If the question is “are both hypotheses possible?” the answer is yes. Both are possible. If the question  is “are they equally likely?” the answer is absolutely not. One hypothesis requires a colossal cover-up and the silent, unswerving, leak-proof compliance of a vast network of scientists, civilians, and government officials for over a year. The other requires only for biology to behave as it always has, for a family of viruses that have done this before to do it again. The zoonotic spillover hypothesis is simple and explains everything. It’s scientific malpractice to pretend that one idea is equally as meritorious as the other. The lab-leak hypothesis is a scientific deus ex machina, a narrative shortcut that points a finger at a specific set of bad actors. I would be embarrassed to stand up in front of a room of scientists, lay out both hypotheses, and then pretend that one isn’t clearly, obviously better than the other. 

Besides the hazy science, there is an undeniable political aspect to this argument. When violence against Asian people in the US is spiking, it’s naive at best and violent gaslighting at worst to pretend that supporting an evidence-free hypothesis that clearly adds fuel to the idea that China inflicted COVID-19 upon the world, that they did this to us, is noble scientific dispassion. There’s a choice being made here between two ideas — one that falls neatly within the world of biology, and the other that knots together conspiracy theory, political intrigue, and xenophobia.

And since we will never be able to prove the exact moment that SARS-CoV-2 jumped from an animal to a human, this is instead going to devolve into a culture war. We are witnessing the real-time birth of a new axis of half-truths, convenient omissions, and quackery.

The most bothersome thing about all this is that it does not particularly matter where SARS-CoV-2 came from. Making a scapegoat out of China doesn’t do anything about the political and economic systems that allowed millions to die, especially in wealthy nations like the US that could easily afford muscular public health responses. In March, Marion Renault wrote in The New Republic:

“We have known for years that resource extraction and human expansion into wildlife habitats could lead to emergent zoonotic diseases. We have known that inadequate health coverage and sick leave policies could spread illness; countless reports and studies in recent years have chronicled the draining of public health resources, the erosion of science and public trust in it (anti-masking falls into this category), and the failures of the U.S. health care system to equitably provide affordable medical care to all.”  
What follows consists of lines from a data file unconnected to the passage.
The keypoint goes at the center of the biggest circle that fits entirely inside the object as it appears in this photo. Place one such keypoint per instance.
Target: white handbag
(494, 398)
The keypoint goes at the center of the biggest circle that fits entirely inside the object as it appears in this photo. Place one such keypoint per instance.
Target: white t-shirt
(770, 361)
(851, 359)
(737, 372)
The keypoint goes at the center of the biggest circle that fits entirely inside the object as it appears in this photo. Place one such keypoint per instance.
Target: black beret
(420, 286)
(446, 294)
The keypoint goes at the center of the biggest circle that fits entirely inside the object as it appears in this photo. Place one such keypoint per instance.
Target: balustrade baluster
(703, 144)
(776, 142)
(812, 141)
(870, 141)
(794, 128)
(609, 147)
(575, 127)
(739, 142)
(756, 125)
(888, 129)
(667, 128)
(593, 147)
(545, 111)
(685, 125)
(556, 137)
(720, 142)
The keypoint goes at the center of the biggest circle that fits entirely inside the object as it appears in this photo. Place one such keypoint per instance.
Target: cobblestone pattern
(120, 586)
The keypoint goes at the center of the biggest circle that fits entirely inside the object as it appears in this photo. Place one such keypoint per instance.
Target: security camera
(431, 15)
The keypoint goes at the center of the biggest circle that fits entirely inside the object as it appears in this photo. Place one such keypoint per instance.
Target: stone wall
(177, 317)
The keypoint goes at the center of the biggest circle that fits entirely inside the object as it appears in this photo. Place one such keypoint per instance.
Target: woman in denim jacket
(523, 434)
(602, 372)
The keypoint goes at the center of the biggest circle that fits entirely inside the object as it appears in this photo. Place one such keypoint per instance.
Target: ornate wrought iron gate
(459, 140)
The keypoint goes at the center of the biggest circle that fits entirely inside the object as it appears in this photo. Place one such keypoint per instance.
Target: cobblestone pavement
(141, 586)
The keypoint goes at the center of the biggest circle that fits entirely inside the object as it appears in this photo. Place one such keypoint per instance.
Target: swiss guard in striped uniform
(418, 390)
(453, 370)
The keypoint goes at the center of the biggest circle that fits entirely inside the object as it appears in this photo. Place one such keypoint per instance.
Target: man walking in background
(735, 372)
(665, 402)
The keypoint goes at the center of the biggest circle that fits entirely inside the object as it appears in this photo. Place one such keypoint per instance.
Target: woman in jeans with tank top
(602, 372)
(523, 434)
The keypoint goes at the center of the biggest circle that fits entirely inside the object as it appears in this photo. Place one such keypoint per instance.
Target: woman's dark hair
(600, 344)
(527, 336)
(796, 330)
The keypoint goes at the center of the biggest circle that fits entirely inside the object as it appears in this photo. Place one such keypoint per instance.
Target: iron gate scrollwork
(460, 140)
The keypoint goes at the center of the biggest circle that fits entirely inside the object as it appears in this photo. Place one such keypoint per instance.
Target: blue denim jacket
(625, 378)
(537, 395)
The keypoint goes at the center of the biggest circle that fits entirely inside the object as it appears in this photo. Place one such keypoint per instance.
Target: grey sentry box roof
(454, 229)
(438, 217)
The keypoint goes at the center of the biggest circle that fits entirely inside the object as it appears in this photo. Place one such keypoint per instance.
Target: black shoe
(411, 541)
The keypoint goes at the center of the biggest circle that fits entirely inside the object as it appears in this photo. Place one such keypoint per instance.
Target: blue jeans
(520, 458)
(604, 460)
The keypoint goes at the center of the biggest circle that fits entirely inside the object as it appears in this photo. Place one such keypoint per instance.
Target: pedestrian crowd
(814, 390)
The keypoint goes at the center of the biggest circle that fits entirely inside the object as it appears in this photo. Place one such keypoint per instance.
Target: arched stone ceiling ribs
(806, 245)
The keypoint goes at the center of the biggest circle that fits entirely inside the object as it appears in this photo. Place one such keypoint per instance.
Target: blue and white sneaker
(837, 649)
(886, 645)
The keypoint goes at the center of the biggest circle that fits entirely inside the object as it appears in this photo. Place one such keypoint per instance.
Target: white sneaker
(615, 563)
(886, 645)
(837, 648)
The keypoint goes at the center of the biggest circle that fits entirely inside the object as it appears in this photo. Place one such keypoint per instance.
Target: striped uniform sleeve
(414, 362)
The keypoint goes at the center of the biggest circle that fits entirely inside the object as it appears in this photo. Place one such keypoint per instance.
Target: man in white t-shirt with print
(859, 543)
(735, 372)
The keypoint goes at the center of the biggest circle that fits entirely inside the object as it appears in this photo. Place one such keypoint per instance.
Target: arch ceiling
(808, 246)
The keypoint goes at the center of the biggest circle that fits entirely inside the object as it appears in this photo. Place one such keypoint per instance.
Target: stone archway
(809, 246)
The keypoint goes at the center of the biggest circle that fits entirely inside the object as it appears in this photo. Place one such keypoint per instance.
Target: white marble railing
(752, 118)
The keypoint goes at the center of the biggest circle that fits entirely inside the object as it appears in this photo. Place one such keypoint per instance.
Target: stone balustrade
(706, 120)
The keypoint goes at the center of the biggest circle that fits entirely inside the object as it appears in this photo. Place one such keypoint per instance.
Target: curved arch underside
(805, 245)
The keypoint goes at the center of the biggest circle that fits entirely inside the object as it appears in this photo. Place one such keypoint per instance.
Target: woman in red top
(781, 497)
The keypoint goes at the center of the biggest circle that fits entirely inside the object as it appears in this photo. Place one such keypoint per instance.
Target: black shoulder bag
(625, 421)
Creating a webbed story of cover-ups and conspiracy allows us to ignore how in many ways all humans caused the COVID-19 catastrophe. What if it wasn’t one bad Chinese government’s fault, but the whole world’s fault for destroying habitats, mining too deeply, and creating the perfect conditions for natural viral spillovers? The lab-leak hypothesis will soon be in league with climate change denialism — a conspiracy that absolves humanity of its mistakes, and lets us live our lives as if nothing had ever happened.